Lecithocera strenua

Scientific classification
- Domain: Eukaryota
- Kingdom: Animalia
- Phylum: Arthropoda
- Class: Insecta
- Order: Lepidoptera
- Family: Lecithoceridae
- Genus: Lecithocera
- Species: L. strenua
- Binomial name: Lecithocera strenua Diakonoff, [1968]

= Lecithocera strenua =

- Authority: Diakonoff, [1968]

Species of moth in genus Lecithocera

Lecithocera strenua is a moth in the family Lecithoceridae. It was described by Alexey Diakonoff in 1968. It is found on Mindanao in the Philippines.

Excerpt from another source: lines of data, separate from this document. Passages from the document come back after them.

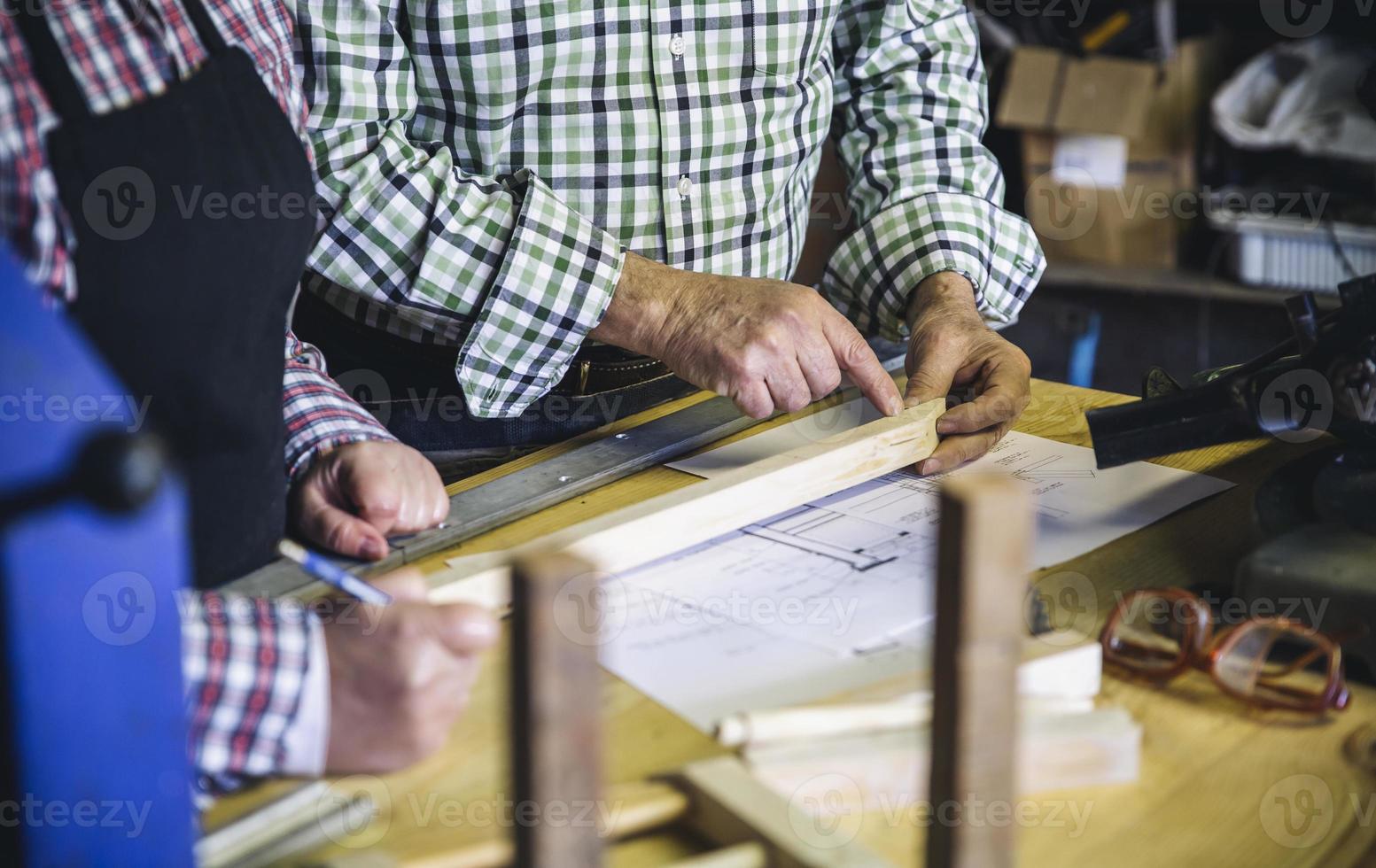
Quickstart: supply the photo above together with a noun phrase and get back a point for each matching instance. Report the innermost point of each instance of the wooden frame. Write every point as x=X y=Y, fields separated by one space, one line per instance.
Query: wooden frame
x=680 y=519
x=983 y=554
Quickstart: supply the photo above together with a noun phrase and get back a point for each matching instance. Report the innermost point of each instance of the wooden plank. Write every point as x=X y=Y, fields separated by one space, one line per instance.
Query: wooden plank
x=680 y=519
x=1209 y=768
x=729 y=805
x=983 y=549
x=556 y=711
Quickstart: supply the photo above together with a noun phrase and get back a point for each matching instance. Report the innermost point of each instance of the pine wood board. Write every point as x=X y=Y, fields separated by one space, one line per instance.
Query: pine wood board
x=1207 y=765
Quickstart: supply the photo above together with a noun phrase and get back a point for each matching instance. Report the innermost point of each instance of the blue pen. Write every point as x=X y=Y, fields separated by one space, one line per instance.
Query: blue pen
x=328 y=572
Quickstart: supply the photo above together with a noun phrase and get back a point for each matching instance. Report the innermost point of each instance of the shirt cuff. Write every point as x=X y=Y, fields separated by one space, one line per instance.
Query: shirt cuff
x=321 y=415
x=877 y=267
x=244 y=663
x=306 y=740
x=554 y=286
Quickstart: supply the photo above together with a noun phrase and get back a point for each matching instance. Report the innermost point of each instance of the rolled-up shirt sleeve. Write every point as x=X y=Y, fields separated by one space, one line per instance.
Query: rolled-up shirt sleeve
x=501 y=267
x=926 y=194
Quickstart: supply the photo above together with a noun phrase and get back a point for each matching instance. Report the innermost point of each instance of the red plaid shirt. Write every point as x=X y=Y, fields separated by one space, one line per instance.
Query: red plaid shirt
x=244 y=677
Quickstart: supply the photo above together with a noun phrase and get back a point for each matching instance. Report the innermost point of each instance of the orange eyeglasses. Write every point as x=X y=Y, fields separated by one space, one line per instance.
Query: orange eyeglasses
x=1264 y=662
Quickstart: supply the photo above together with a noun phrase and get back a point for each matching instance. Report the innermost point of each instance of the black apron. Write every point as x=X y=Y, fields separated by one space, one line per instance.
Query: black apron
x=186 y=293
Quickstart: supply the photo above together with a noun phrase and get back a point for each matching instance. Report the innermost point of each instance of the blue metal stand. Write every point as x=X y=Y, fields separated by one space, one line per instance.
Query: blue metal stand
x=92 y=552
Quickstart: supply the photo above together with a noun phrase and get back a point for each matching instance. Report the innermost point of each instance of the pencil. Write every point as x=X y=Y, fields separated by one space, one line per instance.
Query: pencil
x=321 y=569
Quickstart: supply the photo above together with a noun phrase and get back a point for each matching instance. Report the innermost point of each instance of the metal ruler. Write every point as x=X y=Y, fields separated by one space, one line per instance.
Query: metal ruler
x=529 y=490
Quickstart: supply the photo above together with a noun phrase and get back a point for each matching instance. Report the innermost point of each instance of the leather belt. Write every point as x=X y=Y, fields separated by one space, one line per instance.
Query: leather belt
x=599 y=369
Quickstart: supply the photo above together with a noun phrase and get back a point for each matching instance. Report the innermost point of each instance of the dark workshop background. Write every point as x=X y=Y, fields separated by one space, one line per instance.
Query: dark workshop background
x=1174 y=268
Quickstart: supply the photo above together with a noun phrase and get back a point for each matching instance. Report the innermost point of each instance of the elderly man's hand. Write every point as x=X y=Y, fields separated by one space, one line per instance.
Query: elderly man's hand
x=354 y=497
x=952 y=348
x=766 y=345
x=400 y=676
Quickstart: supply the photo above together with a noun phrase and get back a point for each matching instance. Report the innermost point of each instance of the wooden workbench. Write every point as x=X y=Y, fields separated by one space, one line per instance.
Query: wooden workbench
x=1219 y=785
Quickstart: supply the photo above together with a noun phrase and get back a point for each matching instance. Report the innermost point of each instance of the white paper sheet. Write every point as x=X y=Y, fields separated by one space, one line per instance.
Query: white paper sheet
x=837 y=593
x=1080 y=508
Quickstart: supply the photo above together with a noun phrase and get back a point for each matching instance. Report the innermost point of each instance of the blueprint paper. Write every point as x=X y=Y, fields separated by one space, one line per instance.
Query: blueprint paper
x=838 y=593
x=1079 y=507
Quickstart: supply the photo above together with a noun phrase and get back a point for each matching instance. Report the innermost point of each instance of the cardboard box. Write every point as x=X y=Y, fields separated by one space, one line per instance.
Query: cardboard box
x=1108 y=151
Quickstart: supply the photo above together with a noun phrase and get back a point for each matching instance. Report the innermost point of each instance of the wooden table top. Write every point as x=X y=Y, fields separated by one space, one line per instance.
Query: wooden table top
x=1219 y=785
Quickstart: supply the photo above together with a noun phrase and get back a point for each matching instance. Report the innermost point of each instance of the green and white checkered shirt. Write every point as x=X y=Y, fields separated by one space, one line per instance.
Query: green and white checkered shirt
x=486 y=164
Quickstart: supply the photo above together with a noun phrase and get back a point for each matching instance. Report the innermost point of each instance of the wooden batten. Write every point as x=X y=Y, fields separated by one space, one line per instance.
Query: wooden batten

The wingspan is about 20 mm. The forewings are dull blackish brown with slender yellow streaks arranged as follows: one short, from beyond the base to one-fifth just below the fold. Another, parallel to this from the base, running below the costa, to one-third, merging into a third, transverse, slightly curved fascia, dilated on the costa, slender below. There is a rounded conspicuous black patch on the dorsum, between the first and third fascia. There are shining metallic-leaden streaks with a bluish or greenish tinge, along the basal one-third of the costa above the second yellow streak, another below this. There is also a broad submedian transverse band, immediately following the transverse yellow streak. A slender streak is found below the posterior half of the costa to well before the apex, encircled by yellowish-tawny color, forming an elongate oval, edged posteriorly with black. There is also a broad metallic marginal band in the apex and along the termen, irregularly dentate anteriorly, sharply and narrowly edged posteriorly by dull black. The hindwings deep fuscous with a faint bronze tinge.